I saw this guy in the FB dating app who literally has no lips. Visualize a Muppet, someone like Beaker or Dr. Bunsen. Why, Mother Nature, WHY?!? It’s not right! I sent a screenshot of this guy to my upstairs neighbor, Symone, who is delightfully obnoxious and has big beautiful lips, hair, and booty. I heard her stomp her foot a few times. She texted me back ‘Keep your white lipless wonders to yourself! LMFO (with 3 !)’ I can’t kiss a guy with no lips. Spit leaks out, not sexy. Well, I’m sure there’s someone who will love that lipless wonder…right?


I have a clean who uses Coco Chanel bath products. Her bathroom always smells divine. I love stepping into it.  I would like to study the psychology of smells. What makes cheap ‘body spray’ smell cheap? Why do teenagers love it? Why do the most expensive personal care products smell so amazing? Are there specific ‘notes’ that trigger sensations that we equate with comfort, opulence and wealth? 

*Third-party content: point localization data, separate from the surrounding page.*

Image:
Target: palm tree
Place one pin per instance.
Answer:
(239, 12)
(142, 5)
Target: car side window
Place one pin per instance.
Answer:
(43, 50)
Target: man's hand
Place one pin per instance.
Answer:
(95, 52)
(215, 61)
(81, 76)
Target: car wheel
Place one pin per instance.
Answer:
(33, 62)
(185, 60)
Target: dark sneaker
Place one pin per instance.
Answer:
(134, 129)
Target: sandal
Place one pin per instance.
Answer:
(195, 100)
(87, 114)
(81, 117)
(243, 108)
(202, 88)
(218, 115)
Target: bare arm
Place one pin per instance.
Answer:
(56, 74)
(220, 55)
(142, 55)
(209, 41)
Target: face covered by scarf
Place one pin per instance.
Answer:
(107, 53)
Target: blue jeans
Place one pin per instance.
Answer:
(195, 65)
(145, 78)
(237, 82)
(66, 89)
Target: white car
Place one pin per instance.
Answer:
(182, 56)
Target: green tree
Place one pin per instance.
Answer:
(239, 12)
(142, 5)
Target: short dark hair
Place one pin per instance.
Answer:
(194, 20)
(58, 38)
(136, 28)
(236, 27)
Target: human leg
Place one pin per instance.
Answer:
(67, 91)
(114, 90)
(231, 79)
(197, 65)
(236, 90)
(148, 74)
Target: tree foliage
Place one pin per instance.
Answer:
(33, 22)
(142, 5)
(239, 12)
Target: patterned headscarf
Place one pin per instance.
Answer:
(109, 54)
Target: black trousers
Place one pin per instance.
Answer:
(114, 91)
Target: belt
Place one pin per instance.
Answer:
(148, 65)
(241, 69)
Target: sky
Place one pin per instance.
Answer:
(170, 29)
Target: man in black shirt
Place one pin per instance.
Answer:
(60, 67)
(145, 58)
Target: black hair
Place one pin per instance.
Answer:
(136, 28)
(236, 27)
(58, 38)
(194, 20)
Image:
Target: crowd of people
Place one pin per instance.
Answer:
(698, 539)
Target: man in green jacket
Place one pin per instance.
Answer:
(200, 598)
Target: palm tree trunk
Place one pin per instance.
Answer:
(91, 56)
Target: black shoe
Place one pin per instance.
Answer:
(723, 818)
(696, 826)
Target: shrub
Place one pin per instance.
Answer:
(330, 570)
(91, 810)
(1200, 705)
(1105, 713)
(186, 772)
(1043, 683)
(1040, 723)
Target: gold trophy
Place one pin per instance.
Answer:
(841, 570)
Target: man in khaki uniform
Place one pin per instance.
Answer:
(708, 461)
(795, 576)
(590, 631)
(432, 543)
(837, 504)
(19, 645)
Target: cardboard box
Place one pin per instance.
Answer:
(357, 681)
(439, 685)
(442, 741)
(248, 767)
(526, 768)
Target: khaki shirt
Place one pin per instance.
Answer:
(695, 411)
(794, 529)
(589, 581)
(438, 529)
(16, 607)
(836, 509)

And what the hell is fabric softener anyway? Is it conditioner for your clothes?  I’m too cheap to use it, whatever it is. Some of these bathrooms have a daunting arsenal of beauty products. I see the recent craze of bountiful beard products and ball trimmers and think of how merchandisers are just wetting themselves, laughing all the way to the bank now that men see that they also need countless products to be attractive. Don’t get me wrong, the right beard oil can make everything right.